A configuration of the vector neural network is substantially the same as a configuration of the capsule network, and the vector neuron in the vector neural network corresponds to the capsule in the capsule network. However, the calculation with Equation (E1) to Equation (E4) given above, which are used in the vector neural network, is different from a calculation used in the capsule network. The most significant difference between the two calculations is that, in the capsule network, the predicted vector vij in the right side of Equation (E2) given above is multiplied by a weight and the weight is searched by repeating dynamic routing for a plurality of times. Meanwhile, in the vector neural network of the present exemplary embodiment, the output vector ML+1j is obtained by calculating Equation (E1) to Equation (E4) given above once in a sequential manner. Thus, there is no need of repeating dynamic routing, and the calculation can be executed faster, which are advantageous points. Further, the vector neural network of the present exemplary embodiment has a less memory amount, which is required for the calculation, than the capsule network. According to an experiment conducted by the inventor of the present disclosure, the vector neural network requires approximately ⅓ to ½ of the memory amount of the capsule network, which is also an advantageous point.
The vector neural network is similar to the capsule network in that a node with an input and an output in a vector expression is used. Therefore, the vector neural network is also similar to the capsule network in that the vector neuron is used. Further, in the plurality of layers 220 to 260, and 270, the upper layers indicate a feature of a larger region, and the lower layers indicate a feature of a smaller region, which is similar to the general convolution neural network. Here, the “feature” indicates a feature included in input data to the neural network. In the vector neural network or the capsule network, an output vector of a certain node contains space information indicating information relating to a spatial feature expressed by the node. In this regard, the vector neural network or the capsule network are superior to the general convolution neural network. In other words, a vector length of an output vector of the certain node indicates an existence probability of a feature expressed by the node, and the vector direction indicates space information such as a feature direction and a scale. Therefore, vector directions of output vectors of two nodes belonging to the same layer indicate positional relationships of the respective features. Alternatively, it can also be said that vector directions of output vectors of the two nodes indicate feature variations. For example, when the node corresponds to a feature of an “eye”, a direction of the output vector may express variations such as smallness of an eye and an almond-shaped eye. It is said that, in the general convolution neural network, space information relating to a feature is lost due to pooling processing. As a result, as compared to the general convolution neural network, the vector neural network and the capsule network are excellent in a function of distinguishing input data.
The advantageous points of the vector neural network can be considered as follows. In other words, the vector neural network has an advantageous point in that an output vector of the node expresses features of the input data as coordinates in a successive space. Therefore, the output vectors can be evaluated in such a manner that similar vector directions show similar features. Further, even when features contained in input data are not covered in teaching data, the features can be interpolated and can be distinguished from each other, which is also an advantageous point. In contrast, in the general convolution neural network, disorderly compaction is caused due to pooling processing, and hence features in input data cannot be expressed as coordinates in a successive space, which is a drawback.

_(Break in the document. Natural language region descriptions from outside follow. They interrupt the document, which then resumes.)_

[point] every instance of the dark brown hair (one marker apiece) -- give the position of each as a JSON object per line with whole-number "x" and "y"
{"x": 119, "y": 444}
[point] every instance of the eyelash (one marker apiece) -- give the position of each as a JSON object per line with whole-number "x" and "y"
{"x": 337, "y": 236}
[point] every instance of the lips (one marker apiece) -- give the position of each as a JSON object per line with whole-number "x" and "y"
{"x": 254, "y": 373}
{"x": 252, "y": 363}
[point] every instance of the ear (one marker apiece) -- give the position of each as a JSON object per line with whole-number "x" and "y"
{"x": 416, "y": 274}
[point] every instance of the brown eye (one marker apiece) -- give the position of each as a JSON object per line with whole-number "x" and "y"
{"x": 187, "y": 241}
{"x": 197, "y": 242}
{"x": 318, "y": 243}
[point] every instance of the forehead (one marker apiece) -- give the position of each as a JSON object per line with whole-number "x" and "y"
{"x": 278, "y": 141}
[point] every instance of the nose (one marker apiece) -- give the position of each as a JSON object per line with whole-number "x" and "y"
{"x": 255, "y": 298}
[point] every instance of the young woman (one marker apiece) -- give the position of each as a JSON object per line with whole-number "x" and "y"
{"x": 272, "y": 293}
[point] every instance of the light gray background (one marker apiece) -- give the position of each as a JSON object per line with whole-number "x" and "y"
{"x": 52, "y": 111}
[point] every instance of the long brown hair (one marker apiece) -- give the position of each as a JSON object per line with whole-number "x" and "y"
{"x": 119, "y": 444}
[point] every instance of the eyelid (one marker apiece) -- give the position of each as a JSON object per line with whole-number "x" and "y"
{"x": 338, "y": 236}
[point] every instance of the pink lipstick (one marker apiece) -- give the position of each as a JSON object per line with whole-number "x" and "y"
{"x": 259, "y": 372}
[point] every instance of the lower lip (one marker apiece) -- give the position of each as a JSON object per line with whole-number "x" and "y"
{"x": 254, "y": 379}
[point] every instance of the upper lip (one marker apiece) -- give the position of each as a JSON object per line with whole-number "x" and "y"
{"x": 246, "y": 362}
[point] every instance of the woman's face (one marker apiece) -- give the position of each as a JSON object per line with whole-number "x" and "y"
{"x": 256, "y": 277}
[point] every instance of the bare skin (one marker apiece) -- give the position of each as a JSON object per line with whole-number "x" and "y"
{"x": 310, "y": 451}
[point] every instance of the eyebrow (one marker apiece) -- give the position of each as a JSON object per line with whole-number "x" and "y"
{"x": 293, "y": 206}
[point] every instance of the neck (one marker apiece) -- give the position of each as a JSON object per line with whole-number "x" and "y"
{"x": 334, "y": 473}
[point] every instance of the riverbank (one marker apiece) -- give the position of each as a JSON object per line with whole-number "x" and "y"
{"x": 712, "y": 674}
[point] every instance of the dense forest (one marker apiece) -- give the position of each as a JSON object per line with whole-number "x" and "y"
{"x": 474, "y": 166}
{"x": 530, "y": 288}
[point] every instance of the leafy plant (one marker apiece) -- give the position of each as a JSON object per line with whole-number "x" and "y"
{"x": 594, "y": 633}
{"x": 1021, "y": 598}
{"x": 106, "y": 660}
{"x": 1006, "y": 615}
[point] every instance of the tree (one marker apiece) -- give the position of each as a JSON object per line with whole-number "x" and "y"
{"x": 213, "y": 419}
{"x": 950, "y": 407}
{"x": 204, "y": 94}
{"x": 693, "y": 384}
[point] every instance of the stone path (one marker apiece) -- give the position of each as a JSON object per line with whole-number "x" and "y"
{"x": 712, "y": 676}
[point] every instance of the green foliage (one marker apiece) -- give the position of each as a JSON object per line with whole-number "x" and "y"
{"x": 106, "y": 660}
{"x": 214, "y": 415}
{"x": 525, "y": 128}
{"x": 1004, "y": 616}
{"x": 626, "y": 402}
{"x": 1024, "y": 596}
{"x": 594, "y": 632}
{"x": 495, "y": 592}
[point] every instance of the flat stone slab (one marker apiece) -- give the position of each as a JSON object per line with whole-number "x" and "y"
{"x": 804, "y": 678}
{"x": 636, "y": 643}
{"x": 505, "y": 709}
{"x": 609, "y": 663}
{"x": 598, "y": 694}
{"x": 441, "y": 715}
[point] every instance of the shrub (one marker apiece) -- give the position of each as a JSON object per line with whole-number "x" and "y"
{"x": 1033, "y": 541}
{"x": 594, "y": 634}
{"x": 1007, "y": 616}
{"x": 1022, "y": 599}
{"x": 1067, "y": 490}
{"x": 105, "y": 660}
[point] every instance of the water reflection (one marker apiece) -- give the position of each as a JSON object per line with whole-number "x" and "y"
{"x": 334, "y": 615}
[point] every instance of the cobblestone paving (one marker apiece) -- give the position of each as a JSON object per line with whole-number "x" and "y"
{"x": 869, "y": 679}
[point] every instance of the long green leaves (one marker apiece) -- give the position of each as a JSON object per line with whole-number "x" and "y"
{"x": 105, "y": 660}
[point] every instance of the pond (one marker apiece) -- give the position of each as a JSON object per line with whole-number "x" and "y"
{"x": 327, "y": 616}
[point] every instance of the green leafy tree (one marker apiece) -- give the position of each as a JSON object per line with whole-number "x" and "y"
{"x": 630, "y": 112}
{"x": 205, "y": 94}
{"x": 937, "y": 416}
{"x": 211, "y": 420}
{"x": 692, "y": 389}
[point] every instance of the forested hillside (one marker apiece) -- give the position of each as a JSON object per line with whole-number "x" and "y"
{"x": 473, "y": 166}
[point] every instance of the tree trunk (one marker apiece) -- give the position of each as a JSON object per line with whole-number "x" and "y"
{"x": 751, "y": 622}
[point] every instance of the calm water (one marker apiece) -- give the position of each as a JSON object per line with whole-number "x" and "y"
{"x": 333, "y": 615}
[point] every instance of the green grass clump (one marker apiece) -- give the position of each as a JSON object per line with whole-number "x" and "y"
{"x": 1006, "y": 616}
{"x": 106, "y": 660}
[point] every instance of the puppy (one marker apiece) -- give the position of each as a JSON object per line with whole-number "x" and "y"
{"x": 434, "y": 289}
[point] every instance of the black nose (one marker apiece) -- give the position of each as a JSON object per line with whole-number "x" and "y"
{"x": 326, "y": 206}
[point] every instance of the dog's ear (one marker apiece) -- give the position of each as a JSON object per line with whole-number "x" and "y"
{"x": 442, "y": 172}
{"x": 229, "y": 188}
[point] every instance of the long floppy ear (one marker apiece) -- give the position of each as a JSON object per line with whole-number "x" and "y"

An output of each of the node in the ConvVN2 layer 250 and the ClassVN layer 260 are similarly determined through use Equation (E1) to Equation (E4) given above, and detailed description thereof is omitted. A resolution of the ClassVN layer 260 being the uppermost layer is 1×1, and the number of channels thereof is Nm. An output of each of the nodes of the PreBranchedClassVN layer 271 and the PostBranchedClassVN layer 272 forming the branched output layer 270 is determined similarly using Equation (E1) to Equation (E4) given above.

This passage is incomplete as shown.